09/08/2019 às 15h09min - Atualizada em 09/08/2019 às 15h09min

Operação Rubi: acusados por esquema de propina deixam a prisão

Eles são ligados à empresa acusada de pagar dinheiro sujo à cúpula da prefeitura, no Sul do Espírito Santo, em troca de vantagens

Gazeta Online

Duas pessoas presas em maio na Operação Rubi - que apura fraude em contratos em troca de pagamento de propinas a agentes políticos no interior do Estado do Espírito Santo - tiveram decisões judiciais favoráveis. Uma deixou a prisão no final de julho. A outra deve sair da cadeia a qualquer momento. Ambas estavam presas preventivamente.

Contador da empresa Limpeza Urbana, Isaías Pacheco do Espírito Santo deixou o presídio em 26 de julho. A informação foi confirmada pela Secretaria estadual de Justiça (Sejus) nesta sexta-feira (09). Ele é apontado pelo Ministério Público Estadual (MPES) como homem de confiança do dono da empresa e responsável pelo aval a pagamentos ilícitos.

A Limpeza Urbana é comandada por Marcelo Marcondes. A operação foi deflagrada quando ele levava R$ 33 mil em espécie à casa onde vivem a prefeita afastada de Presidente Kennedy, Amanda Quinta (sem partido), e o companheiro dela, o ex-secretário de Desenvolvimento da cidade, José Augusto de Paiva. Marcondes fechou acordo de delação premiada e saiu da cadeia. O casal segue preso.

Cristiano Graça Souto deve deixar o presídio em breve. É que, em decisão datada de 7 de agosto, o desembargador Fernando Zardini, relator da operação no Tribunal de Justiça do Estado (TJES), determinou a expedição do alvará de soltura para Cristiano. O acusado apareceu como sócio formal da Limpeza Urbana, embora fosse o motorista da empresa. Cristiano tem colaborado com as investigações do MPES. O órgão entendeu que a prisão dele não é mais necessária por não haver riscos à ordem pública ou à instrução criminal. Contudo, até a manhã desta sexta-feira, ele permanecia no Centro de Detenção Provisória de Viana 2.

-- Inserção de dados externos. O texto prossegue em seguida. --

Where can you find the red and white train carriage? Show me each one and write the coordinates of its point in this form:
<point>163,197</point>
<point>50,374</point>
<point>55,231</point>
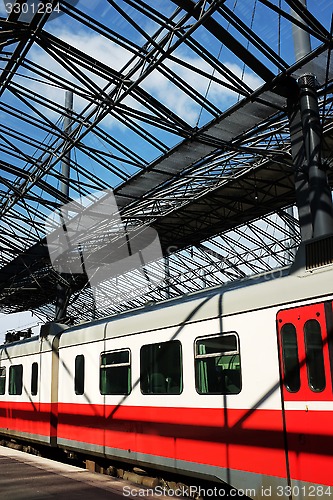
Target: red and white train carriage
<point>232,384</point>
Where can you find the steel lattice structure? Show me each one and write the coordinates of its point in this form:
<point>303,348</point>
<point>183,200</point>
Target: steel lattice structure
<point>180,107</point>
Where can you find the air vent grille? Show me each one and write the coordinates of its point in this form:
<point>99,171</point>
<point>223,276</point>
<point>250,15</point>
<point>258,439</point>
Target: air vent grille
<point>319,253</point>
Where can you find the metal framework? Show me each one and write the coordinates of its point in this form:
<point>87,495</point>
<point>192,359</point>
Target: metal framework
<point>181,107</point>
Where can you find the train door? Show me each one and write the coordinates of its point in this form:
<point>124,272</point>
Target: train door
<point>305,345</point>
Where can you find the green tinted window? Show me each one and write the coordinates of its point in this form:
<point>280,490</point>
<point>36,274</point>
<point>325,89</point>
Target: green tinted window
<point>292,379</point>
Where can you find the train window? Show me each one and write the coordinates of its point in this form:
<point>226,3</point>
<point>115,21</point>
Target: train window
<point>217,364</point>
<point>2,380</point>
<point>15,379</point>
<point>79,375</point>
<point>34,379</point>
<point>292,379</point>
<point>161,368</point>
<point>314,355</point>
<point>115,372</point>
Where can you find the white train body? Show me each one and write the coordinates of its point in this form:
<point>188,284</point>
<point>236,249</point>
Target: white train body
<point>268,426</point>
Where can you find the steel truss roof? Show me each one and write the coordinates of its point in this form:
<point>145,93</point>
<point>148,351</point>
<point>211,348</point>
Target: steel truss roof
<point>180,107</point>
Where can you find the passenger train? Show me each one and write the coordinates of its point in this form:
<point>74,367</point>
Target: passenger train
<point>231,384</point>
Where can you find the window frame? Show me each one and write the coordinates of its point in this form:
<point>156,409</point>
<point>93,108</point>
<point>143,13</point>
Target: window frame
<point>312,363</point>
<point>34,379</point>
<point>147,372</point>
<point>13,369</point>
<point>286,373</point>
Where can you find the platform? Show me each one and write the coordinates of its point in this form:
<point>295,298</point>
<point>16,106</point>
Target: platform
<point>28,477</point>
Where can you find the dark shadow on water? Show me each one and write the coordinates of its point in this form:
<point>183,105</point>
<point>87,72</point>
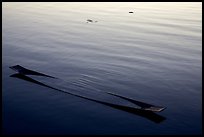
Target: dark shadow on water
<point>144,113</point>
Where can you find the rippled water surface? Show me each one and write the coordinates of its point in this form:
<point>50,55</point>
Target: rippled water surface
<point>153,54</point>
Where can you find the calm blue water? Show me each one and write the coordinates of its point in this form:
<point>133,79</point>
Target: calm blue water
<point>153,55</point>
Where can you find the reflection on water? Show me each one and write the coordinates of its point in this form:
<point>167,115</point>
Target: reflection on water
<point>153,54</point>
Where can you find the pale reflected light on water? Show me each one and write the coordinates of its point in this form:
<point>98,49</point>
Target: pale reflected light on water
<point>153,54</point>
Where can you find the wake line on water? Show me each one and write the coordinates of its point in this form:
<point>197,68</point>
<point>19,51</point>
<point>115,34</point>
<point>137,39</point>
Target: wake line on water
<point>146,110</point>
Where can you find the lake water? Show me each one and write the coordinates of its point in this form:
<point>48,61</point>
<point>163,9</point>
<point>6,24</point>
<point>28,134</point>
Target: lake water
<point>153,54</point>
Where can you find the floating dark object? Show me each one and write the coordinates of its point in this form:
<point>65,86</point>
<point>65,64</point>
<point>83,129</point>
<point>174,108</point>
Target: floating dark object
<point>91,21</point>
<point>146,110</point>
<point>25,71</point>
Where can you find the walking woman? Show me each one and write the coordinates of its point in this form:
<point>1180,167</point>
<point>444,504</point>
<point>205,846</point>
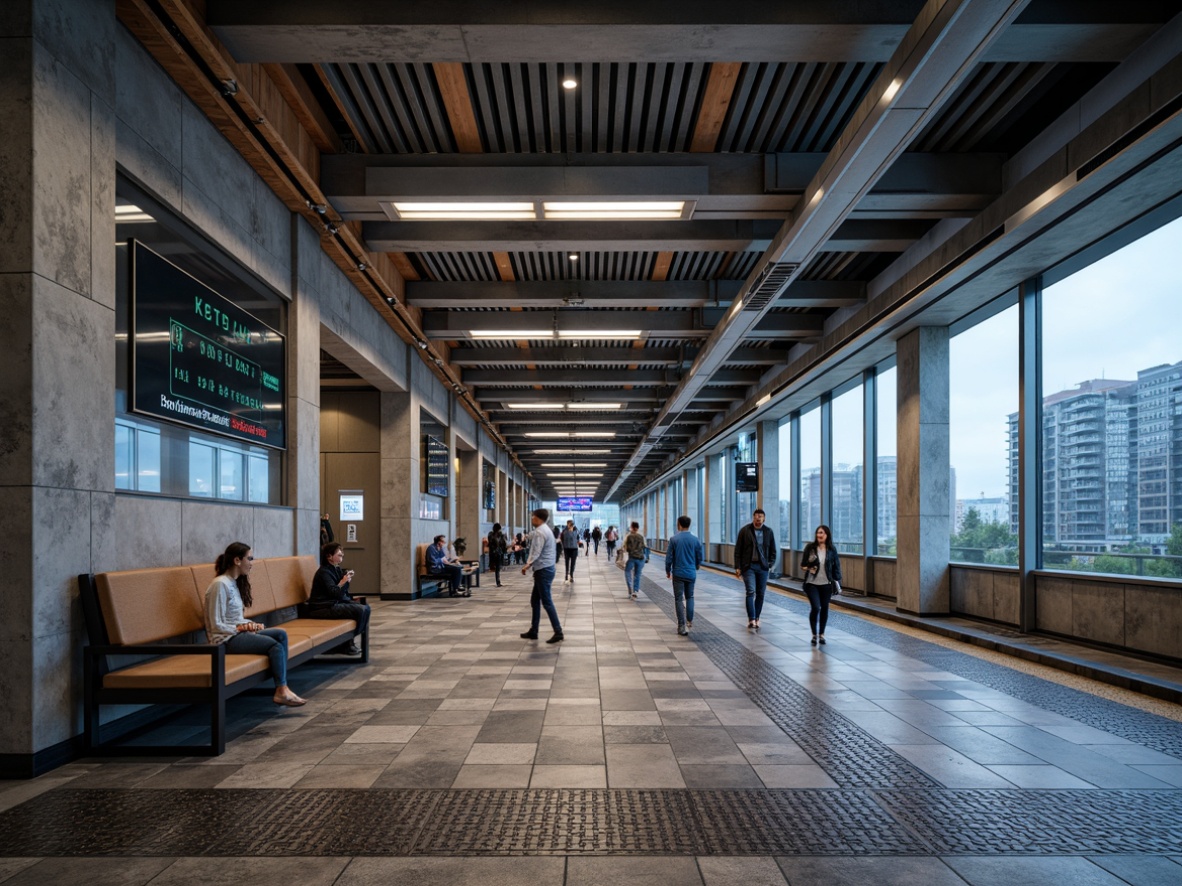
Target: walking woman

"Partindo-se do que afirmado pelo Ministério Público no atual requerimento, não remanescem presentes os requisitos da prisão preventiva, sendo cabível a liberdade mediante a imposição de medidas cautelares. Os depoimentos prestados pelo denunciado demonstram boa-fé e disposição em cooperar com as apurações", afirmou Zardini, na decisão.

Segundo o site Gazeta Online, os investigadores colheram indícios de que o pagamento de propina acontecia até dentro da prefeitura de Kennedy. "Os denunciados se organizaram com estabilidade, permanência e estruturação financeira com o fim específico de lesão aos cofres públicos do município de Presidente Kennedy e favorecimento à sociedade empresária Limpeza Urbana Serviços LTDA", escreveu o procurador Josemar Moreira.